Why blog? I don't even have a facebook account...it feels like it makes life so public. But then--blogging is kind of like a diary, isn't it? It makes me feel a little like Doogie Houser at the end of the day--collecting my thoughts and putting them down. I don't want to blog because I want my life to be public (though I don't mind wearing my heart on my sleeve, most of the time) or because I'm a narcissist, but because these days of our young family are so precious I don't want to lose them to a faulty memory. This time, this stage, these moments truly are 'a time to keep', and blogging is simply the most convenient way to keep them and share them.

I really didn't think I'd ever start a blog...but now that Mac has stopped calling firetrucks "fire knuckles" (he now calls them firetrucks, and I'm so sad!), I realize I'll forget that he ever did that if I don't write it down. So, the blog begins. Welcome.

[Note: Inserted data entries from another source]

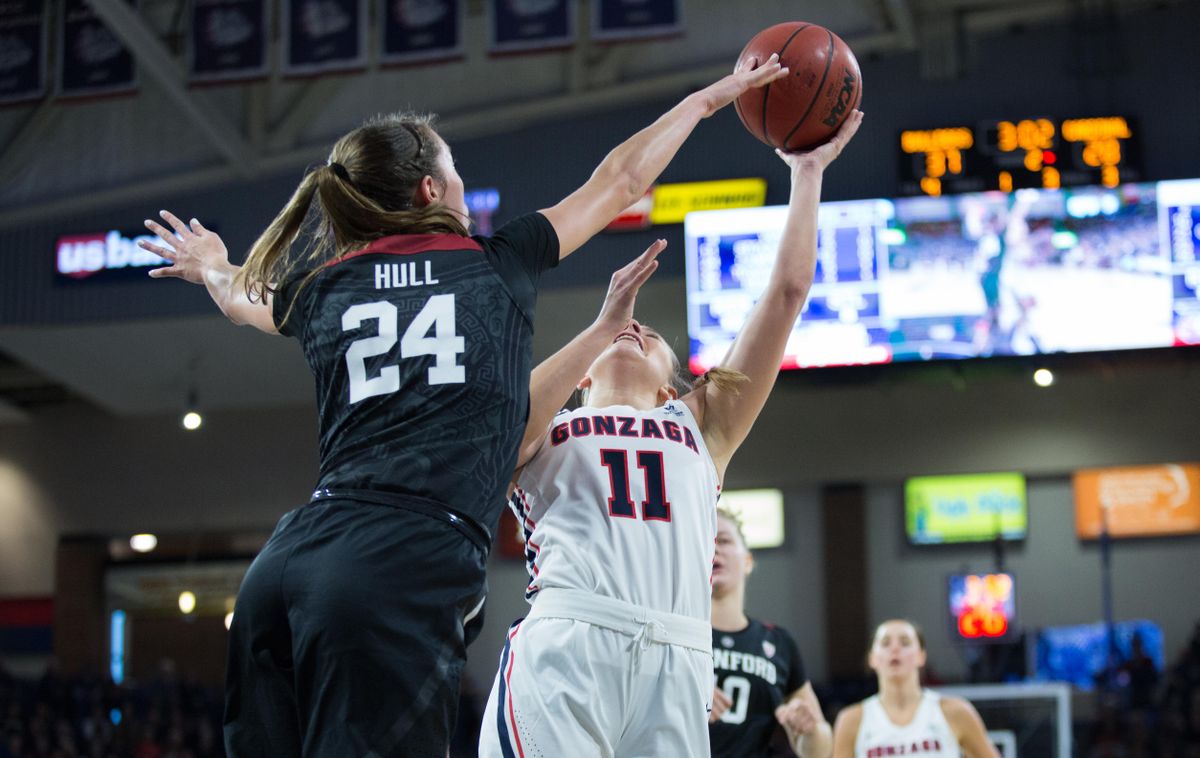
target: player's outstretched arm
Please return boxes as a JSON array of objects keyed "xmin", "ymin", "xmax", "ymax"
[
  {"xmin": 686, "ymin": 111, "xmax": 862, "ymax": 476},
  {"xmin": 775, "ymin": 683, "xmax": 833, "ymax": 758},
  {"xmin": 540, "ymin": 56, "xmax": 787, "ymax": 260},
  {"xmin": 830, "ymin": 703, "xmax": 862, "ymax": 758},
  {"xmin": 140, "ymin": 211, "xmax": 278, "ymax": 334},
  {"xmin": 942, "ymin": 697, "xmax": 1001, "ymax": 758},
  {"xmin": 513, "ymin": 240, "xmax": 666, "ymax": 472}
]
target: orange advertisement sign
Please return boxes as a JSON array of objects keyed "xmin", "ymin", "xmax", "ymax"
[{"xmin": 1074, "ymin": 463, "xmax": 1200, "ymax": 538}]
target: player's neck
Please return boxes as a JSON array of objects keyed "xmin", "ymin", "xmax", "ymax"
[
  {"xmin": 879, "ymin": 677, "xmax": 923, "ymax": 712},
  {"xmin": 584, "ymin": 385, "xmax": 659, "ymax": 411},
  {"xmin": 711, "ymin": 588, "xmax": 749, "ymax": 632}
]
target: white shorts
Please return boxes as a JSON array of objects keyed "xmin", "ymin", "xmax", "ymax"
[{"xmin": 478, "ymin": 588, "xmax": 713, "ymax": 758}]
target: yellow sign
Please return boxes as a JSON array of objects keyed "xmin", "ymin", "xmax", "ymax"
[{"xmin": 649, "ymin": 178, "xmax": 767, "ymax": 225}]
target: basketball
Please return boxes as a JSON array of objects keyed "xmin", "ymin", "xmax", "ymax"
[{"xmin": 734, "ymin": 22, "xmax": 863, "ymax": 151}]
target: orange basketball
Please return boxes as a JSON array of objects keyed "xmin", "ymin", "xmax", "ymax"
[{"xmin": 734, "ymin": 22, "xmax": 863, "ymax": 151}]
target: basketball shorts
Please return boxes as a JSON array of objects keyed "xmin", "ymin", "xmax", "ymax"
[
  {"xmin": 478, "ymin": 588, "xmax": 713, "ymax": 758},
  {"xmin": 223, "ymin": 494, "xmax": 488, "ymax": 757}
]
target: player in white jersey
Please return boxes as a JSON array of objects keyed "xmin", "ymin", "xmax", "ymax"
[
  {"xmin": 479, "ymin": 109, "xmax": 864, "ymax": 758},
  {"xmin": 832, "ymin": 620, "xmax": 999, "ymax": 758}
]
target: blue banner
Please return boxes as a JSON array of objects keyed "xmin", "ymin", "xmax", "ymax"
[
  {"xmin": 593, "ymin": 0, "xmax": 682, "ymax": 41},
  {"xmin": 283, "ymin": 0, "xmax": 367, "ymax": 75},
  {"xmin": 0, "ymin": 1, "xmax": 45, "ymax": 104},
  {"xmin": 58, "ymin": 0, "xmax": 137, "ymax": 98},
  {"xmin": 190, "ymin": 0, "xmax": 269, "ymax": 83},
  {"xmin": 382, "ymin": 0, "xmax": 463, "ymax": 65},
  {"xmin": 490, "ymin": 0, "xmax": 574, "ymax": 54}
]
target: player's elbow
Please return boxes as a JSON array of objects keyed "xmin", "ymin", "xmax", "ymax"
[{"xmin": 774, "ymin": 280, "xmax": 812, "ymax": 310}]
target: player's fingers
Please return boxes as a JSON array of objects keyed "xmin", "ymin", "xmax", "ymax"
[
  {"xmin": 748, "ymin": 58, "xmax": 784, "ymax": 84},
  {"xmin": 142, "ymin": 221, "xmax": 181, "ymax": 253},
  {"xmin": 836, "ymin": 109, "xmax": 864, "ymax": 145},
  {"xmin": 734, "ymin": 54, "xmax": 762, "ymax": 74},
  {"xmin": 638, "ymin": 239, "xmax": 667, "ymax": 264},
  {"xmin": 147, "ymin": 266, "xmax": 177, "ymax": 279},
  {"xmin": 714, "ymin": 688, "xmax": 733, "ymax": 708},
  {"xmin": 189, "ymin": 217, "xmax": 208, "ymax": 235},
  {"xmin": 626, "ymin": 259, "xmax": 659, "ymax": 290},
  {"xmin": 137, "ymin": 239, "xmax": 175, "ymax": 259},
  {"xmin": 159, "ymin": 209, "xmax": 193, "ymax": 238}
]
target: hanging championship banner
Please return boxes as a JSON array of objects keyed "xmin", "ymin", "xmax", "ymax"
[
  {"xmin": 58, "ymin": 0, "xmax": 137, "ymax": 98},
  {"xmin": 382, "ymin": 0, "xmax": 463, "ymax": 65},
  {"xmin": 190, "ymin": 0, "xmax": 269, "ymax": 83},
  {"xmin": 489, "ymin": 0, "xmax": 574, "ymax": 54},
  {"xmin": 592, "ymin": 0, "xmax": 682, "ymax": 41},
  {"xmin": 282, "ymin": 0, "xmax": 367, "ymax": 76},
  {"xmin": 0, "ymin": 1, "xmax": 46, "ymax": 104}
]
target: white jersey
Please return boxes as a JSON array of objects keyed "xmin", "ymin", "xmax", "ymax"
[
  {"xmin": 856, "ymin": 690, "xmax": 961, "ymax": 758},
  {"xmin": 511, "ymin": 401, "xmax": 721, "ymax": 621}
]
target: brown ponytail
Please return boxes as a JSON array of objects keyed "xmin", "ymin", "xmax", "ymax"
[{"xmin": 235, "ymin": 112, "xmax": 470, "ymax": 328}]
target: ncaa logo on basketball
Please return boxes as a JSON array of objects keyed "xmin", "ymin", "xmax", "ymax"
[
  {"xmin": 762, "ymin": 640, "xmax": 776, "ymax": 658},
  {"xmin": 821, "ymin": 68, "xmax": 857, "ymax": 128}
]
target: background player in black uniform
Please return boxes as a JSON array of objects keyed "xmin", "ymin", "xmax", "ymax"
[
  {"xmin": 138, "ymin": 56, "xmax": 785, "ymax": 758},
  {"xmin": 711, "ymin": 508, "xmax": 833, "ymax": 757}
]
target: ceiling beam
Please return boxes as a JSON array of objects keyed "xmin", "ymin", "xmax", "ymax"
[
  {"xmin": 0, "ymin": 97, "xmax": 64, "ymax": 187},
  {"xmin": 265, "ymin": 79, "xmax": 344, "ymax": 153},
  {"xmin": 884, "ymin": 0, "xmax": 918, "ymax": 49},
  {"xmin": 88, "ymin": 0, "xmax": 258, "ymax": 176},
  {"xmin": 0, "ymin": 30, "xmax": 904, "ymax": 229}
]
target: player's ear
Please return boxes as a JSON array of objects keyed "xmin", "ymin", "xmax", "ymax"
[
  {"xmin": 577, "ymin": 375, "xmax": 593, "ymax": 392},
  {"xmin": 413, "ymin": 174, "xmax": 438, "ymax": 207},
  {"xmin": 743, "ymin": 551, "xmax": 754, "ymax": 576}
]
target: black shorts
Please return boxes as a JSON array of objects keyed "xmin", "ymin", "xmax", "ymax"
[{"xmin": 223, "ymin": 495, "xmax": 488, "ymax": 757}]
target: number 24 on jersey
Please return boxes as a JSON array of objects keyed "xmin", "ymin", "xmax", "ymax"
[{"xmin": 341, "ymin": 295, "xmax": 465, "ymax": 403}]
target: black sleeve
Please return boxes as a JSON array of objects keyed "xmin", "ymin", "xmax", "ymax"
[
  {"xmin": 271, "ymin": 269, "xmax": 315, "ymax": 338},
  {"xmin": 781, "ymin": 628, "xmax": 808, "ymax": 694},
  {"xmin": 474, "ymin": 212, "xmax": 560, "ymax": 320}
]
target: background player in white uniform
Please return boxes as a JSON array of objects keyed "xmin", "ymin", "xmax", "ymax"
[
  {"xmin": 480, "ymin": 109, "xmax": 864, "ymax": 758},
  {"xmin": 832, "ymin": 620, "xmax": 999, "ymax": 758},
  {"xmin": 709, "ymin": 508, "xmax": 831, "ymax": 757}
]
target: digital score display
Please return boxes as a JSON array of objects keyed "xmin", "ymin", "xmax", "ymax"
[
  {"xmin": 948, "ymin": 572, "xmax": 1017, "ymax": 641},
  {"xmin": 899, "ymin": 116, "xmax": 1138, "ymax": 197}
]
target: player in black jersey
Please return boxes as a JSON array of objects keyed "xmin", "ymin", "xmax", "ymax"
[
  {"xmin": 710, "ymin": 508, "xmax": 832, "ymax": 757},
  {"xmin": 139, "ymin": 57, "xmax": 787, "ymax": 758}
]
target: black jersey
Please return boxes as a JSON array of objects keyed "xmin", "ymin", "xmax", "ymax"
[
  {"xmin": 710, "ymin": 618, "xmax": 809, "ymax": 757},
  {"xmin": 272, "ymin": 213, "xmax": 558, "ymax": 535}
]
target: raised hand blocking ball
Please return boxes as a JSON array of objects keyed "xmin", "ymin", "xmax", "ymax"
[{"xmin": 734, "ymin": 22, "xmax": 862, "ymax": 151}]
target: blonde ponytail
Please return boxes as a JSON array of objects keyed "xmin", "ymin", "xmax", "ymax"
[{"xmin": 693, "ymin": 366, "xmax": 749, "ymax": 395}]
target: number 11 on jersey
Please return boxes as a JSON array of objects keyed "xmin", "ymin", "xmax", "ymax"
[
  {"xmin": 342, "ymin": 295, "xmax": 466, "ymax": 403},
  {"xmin": 599, "ymin": 449, "xmax": 671, "ymax": 522}
]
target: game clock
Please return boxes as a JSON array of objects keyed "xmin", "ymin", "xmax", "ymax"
[{"xmin": 899, "ymin": 115, "xmax": 1138, "ymax": 197}]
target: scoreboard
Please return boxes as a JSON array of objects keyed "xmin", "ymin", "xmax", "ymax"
[{"xmin": 899, "ymin": 116, "xmax": 1138, "ymax": 196}]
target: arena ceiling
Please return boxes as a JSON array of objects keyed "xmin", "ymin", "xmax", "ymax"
[{"xmin": 0, "ymin": 0, "xmax": 1184, "ymax": 422}]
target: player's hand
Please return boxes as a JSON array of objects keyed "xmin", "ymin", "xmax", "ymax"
[
  {"xmin": 709, "ymin": 687, "xmax": 733, "ymax": 723},
  {"xmin": 775, "ymin": 109, "xmax": 863, "ymax": 174},
  {"xmin": 594, "ymin": 239, "xmax": 666, "ymax": 334},
  {"xmin": 697, "ymin": 53, "xmax": 788, "ymax": 118},
  {"xmin": 774, "ymin": 698, "xmax": 820, "ymax": 736},
  {"xmin": 140, "ymin": 210, "xmax": 230, "ymax": 285}
]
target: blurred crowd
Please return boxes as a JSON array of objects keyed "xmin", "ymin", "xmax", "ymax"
[
  {"xmin": 2, "ymin": 620, "xmax": 1199, "ymax": 757},
  {"xmin": 1087, "ymin": 622, "xmax": 1200, "ymax": 758},
  {"xmin": 0, "ymin": 661, "xmax": 221, "ymax": 758}
]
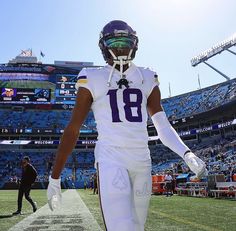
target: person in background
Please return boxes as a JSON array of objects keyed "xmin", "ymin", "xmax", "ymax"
[
  {"xmin": 164, "ymin": 171, "xmax": 173, "ymax": 197},
  {"xmin": 12, "ymin": 156, "xmax": 37, "ymax": 215},
  {"xmin": 93, "ymin": 172, "xmax": 98, "ymax": 195},
  {"xmin": 84, "ymin": 179, "xmax": 87, "ymax": 190}
]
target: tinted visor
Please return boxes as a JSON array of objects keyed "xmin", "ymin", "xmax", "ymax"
[{"xmin": 104, "ymin": 36, "xmax": 136, "ymax": 49}]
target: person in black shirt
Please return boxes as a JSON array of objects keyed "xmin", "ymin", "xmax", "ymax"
[
  {"xmin": 12, "ymin": 156, "xmax": 38, "ymax": 215},
  {"xmin": 93, "ymin": 173, "xmax": 98, "ymax": 195}
]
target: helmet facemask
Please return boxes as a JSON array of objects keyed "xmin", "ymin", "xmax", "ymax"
[
  {"xmin": 100, "ymin": 33, "xmax": 138, "ymax": 65},
  {"xmin": 99, "ymin": 21, "xmax": 138, "ymax": 87}
]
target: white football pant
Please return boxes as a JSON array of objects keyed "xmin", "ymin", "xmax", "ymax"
[{"xmin": 97, "ymin": 162, "xmax": 152, "ymax": 231}]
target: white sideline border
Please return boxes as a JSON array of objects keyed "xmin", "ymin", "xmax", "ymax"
[{"xmin": 9, "ymin": 189, "xmax": 102, "ymax": 231}]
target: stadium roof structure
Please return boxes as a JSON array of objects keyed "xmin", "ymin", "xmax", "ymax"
[{"xmin": 191, "ymin": 33, "xmax": 236, "ymax": 81}]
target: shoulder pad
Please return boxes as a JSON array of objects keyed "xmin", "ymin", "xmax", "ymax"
[{"xmin": 138, "ymin": 66, "xmax": 159, "ymax": 84}]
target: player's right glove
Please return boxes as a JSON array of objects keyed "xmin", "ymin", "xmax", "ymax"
[
  {"xmin": 184, "ymin": 152, "xmax": 208, "ymax": 179},
  {"xmin": 47, "ymin": 176, "xmax": 62, "ymax": 211}
]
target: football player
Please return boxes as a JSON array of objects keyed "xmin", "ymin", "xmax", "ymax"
[{"xmin": 47, "ymin": 20, "xmax": 207, "ymax": 231}]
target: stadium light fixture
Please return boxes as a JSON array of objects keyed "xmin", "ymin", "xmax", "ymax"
[
  {"xmin": 191, "ymin": 33, "xmax": 236, "ymax": 67},
  {"xmin": 190, "ymin": 33, "xmax": 236, "ymax": 81}
]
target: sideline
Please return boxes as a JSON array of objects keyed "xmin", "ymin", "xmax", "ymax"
[{"xmin": 8, "ymin": 189, "xmax": 102, "ymax": 231}]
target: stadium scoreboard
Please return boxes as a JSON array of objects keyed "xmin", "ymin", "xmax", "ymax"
[
  {"xmin": 0, "ymin": 63, "xmax": 98, "ymax": 105},
  {"xmin": 0, "ymin": 72, "xmax": 79, "ymax": 105},
  {"xmin": 0, "ymin": 87, "xmax": 51, "ymax": 103},
  {"xmin": 55, "ymin": 74, "xmax": 77, "ymax": 104}
]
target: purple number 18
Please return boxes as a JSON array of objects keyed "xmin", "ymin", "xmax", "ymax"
[{"xmin": 107, "ymin": 88, "xmax": 143, "ymax": 122}]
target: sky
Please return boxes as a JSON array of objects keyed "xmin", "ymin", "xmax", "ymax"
[{"xmin": 0, "ymin": 0, "xmax": 235, "ymax": 98}]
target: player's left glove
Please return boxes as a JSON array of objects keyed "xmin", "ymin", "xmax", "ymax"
[
  {"xmin": 184, "ymin": 152, "xmax": 208, "ymax": 179},
  {"xmin": 47, "ymin": 176, "xmax": 62, "ymax": 211}
]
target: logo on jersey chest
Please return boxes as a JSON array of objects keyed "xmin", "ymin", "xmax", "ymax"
[{"xmin": 116, "ymin": 75, "xmax": 131, "ymax": 89}]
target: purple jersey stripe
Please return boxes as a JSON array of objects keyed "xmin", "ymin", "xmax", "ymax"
[{"xmin": 77, "ymin": 75, "xmax": 87, "ymax": 80}]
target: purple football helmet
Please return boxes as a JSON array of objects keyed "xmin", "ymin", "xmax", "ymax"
[{"xmin": 99, "ymin": 20, "xmax": 138, "ymax": 63}]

Thursday, February 25, 2010

A Scary Moment

On Tuesdays, a bulldozer comes by our house and picks up trash, yard debris, etc (whatever crazy stuff people want to leave on the side of the road). Recently, for unknown reasons, they skipped a week. So our neighbor's remodeling trash remained on the curb for over a week.

Mac became a little obsessed. He constantly talked about when the bulldozer would come. On every walk in the neighborhood, we had to look for it. Every time we got in the car we had talk about where it might be. I think we must have discussed the possible whereabouts of the bulldozer a dozen times a day--no exaggeration.

Earlier this week, Mac visited a new park, one which was a little less "secure" than our neighborhood park. (By this I mean there were multiple entrances/exits...or in other words: he could escape more easily.)

While he was playing in the sand, I was standing some distance away with Arden. A bulldozer came down the street. It made its way slowly, closer and closer to the park. I wish words could describe the look of utter rapture and delight that came upon Mac's face when it dawned on him: A BULLDOZER! He dropped his shovel. His mouth was hanging open in a slack-jawed smile. Every bit of his attention focused on this bulldozer.

And then--he took off. A bit of a jog for a few steps became a full-out two-year-old sprint, straight toward the park exit and the giant bulldozer lumbering down the street. In the exact opposite direction from where I was standing. For a second, I thought he was just running around the slide to get a better look. Then I realized...he's not stopping. He's not slowing down. He means to chase that bulldozer down the street into the sunset.

I'm so glad a friend was standing with me. She watched Arden while I took off after my racing toddler who had a good 60 foot head start. I was sprinting, sand was flying, I kept calling his name. He kept running, single-minded.

I caught up with him right at the fence, just before he made it out of the park.

He was all innocence, no idea that his terrified mother had just run the length of the park to keep him from harm's way. I was out of breath and emotional, torn between relief and anger.

He just pointed with his chubby little hand, looked at me and said, "There's a bulldozer!"

And it's all we've talked about since.